Mal eben schnell ne Daten DVD brennen

Wer kennt die Situation nicht? Man möchte mal eben schnell eine Sicherung von ein paar Gigabyte anfertigen und eine DVD davon brennen. Tools mit K3B oder xcdroast sind hier hilfreich und funktionieren in den meisten Fällen problemlos.
Wie aber funktioniert das Ganze eigentlich über die Kommandozeile und was gilt es dabei zu beachten?

Ich habe mich für den Weg mit cdrecord entschieden. Alternativ ist growisofs zu verwenden, wird aber hier nicht behandelt. Die Variante mit cdrecord bietet die Möglichkeit das Image vorher zu überprüfen und bietet die größtmögliche Flexibilität bei der Optionenwahl.

Dazu benötigt man die Programme:

  • einen DVD-Brenner, bei mir der NEC ND-4570A
  • einen Kernel mit aktivierte loopback device Unterstützung
  • mount, sollte vorhanden sein
  • mkisofs, enthalten in den cdrtools (emerge cdrtools, bei mir Version 2.01.01 alpha23)
  • cdrecord, ebenfalls enthalten in den cdrtools

Die folgenden Arbeitsschritte sind am Einfachsten als root auszuführen.Die Berechtigungsverfahren für normale User sind nicht ganz trivial.

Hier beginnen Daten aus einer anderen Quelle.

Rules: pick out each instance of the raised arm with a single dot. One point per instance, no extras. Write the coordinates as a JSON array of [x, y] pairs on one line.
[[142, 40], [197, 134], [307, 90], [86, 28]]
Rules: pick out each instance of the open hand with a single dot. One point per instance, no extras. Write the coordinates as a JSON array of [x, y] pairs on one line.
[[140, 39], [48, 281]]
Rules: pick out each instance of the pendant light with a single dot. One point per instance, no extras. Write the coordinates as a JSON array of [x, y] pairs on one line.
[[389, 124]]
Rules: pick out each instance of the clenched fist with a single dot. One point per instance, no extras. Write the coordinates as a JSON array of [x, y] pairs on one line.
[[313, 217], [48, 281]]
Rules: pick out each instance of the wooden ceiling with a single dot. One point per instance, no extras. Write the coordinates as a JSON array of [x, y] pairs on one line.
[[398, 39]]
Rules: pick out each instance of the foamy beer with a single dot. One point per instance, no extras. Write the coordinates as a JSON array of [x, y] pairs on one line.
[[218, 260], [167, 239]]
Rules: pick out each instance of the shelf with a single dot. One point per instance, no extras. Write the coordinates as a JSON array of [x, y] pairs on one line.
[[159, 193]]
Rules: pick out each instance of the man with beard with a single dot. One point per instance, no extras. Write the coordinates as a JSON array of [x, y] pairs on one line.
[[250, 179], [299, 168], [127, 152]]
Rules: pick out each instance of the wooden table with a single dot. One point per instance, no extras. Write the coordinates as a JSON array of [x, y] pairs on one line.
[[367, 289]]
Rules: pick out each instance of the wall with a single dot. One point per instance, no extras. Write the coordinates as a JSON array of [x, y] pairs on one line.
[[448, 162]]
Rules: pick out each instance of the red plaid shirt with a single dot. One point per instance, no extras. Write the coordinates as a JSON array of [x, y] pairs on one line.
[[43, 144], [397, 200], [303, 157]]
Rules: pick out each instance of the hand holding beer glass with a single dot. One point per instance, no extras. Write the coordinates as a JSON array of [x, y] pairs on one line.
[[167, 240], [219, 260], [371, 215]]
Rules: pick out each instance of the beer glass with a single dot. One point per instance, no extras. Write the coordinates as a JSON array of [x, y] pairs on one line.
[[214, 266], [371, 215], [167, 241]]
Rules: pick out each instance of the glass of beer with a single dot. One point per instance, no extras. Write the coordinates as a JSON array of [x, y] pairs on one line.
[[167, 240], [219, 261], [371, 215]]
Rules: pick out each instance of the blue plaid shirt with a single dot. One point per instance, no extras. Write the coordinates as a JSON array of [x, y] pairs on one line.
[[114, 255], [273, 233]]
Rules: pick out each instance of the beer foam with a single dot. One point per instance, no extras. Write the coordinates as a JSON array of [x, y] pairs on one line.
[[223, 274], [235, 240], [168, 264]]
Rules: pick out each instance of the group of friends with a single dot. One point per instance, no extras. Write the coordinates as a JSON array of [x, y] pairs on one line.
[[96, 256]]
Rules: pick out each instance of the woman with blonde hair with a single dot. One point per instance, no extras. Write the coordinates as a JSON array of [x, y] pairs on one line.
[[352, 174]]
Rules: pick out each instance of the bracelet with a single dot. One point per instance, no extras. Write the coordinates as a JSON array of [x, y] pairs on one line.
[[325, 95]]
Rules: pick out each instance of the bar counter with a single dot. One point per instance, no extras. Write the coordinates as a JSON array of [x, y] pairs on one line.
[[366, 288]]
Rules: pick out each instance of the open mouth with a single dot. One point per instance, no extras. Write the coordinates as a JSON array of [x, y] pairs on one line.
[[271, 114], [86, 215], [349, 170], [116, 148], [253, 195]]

Um herauszufinden, ob cdrecord den Brenner erkennt, kann man mit cdrecord dev=ATA –scanbus, die Hardwareerkennung ausführen. Dabei gibt dev=ATA an, die IDE Devices zu untersuchen.

Das Ergebnis sieht dann zum Beispiel so aus:

Code:
Cdrecord-ProDVD-Clone 2.01.01a23 (i686-pc-linux-gnu) Copyright (C) 1995-2006 Jörg Schilling
scsidev: 'ATA'
devname: 'ATA'
scsibus: -2 target: -2 lun: -2
Warning: Using badly designed ATAPI via /dev/hd* interface.
Linux sg driver version: 3.5.27
Using libscg version 'schily-0.9'.
scsibus1001:
	1001,0,0 100100) '_NEC    ' 'DVD_RW ND-4570A ' '1.02' Removable CD-ROM
	1001,1,0 100101) *
	1001,2,0 100102) *
	1001,3,0 100103) *
	1001,4,0 100104) *
	1001,5,0 100105) *
	1001,6,0 100106) *
	1001,7,0 100107) *

Merken muss man sich davon den Device-Code, in diesem Falle 1001,0,0.

Als nächstes fertigt man sich das Image für die DVD an.
Die geschieht mit dem Kommando
mkisofs -r -J -V <Label für die DVD> -o <Name der ISO-Datei> Pfad1 Pfad2 …
Es können beliebig viele Pfadnamen angegeben werden.
Der Befehl erzeugt die ISO-Datei aus allen in den Pfaden enthaltenen Dateien.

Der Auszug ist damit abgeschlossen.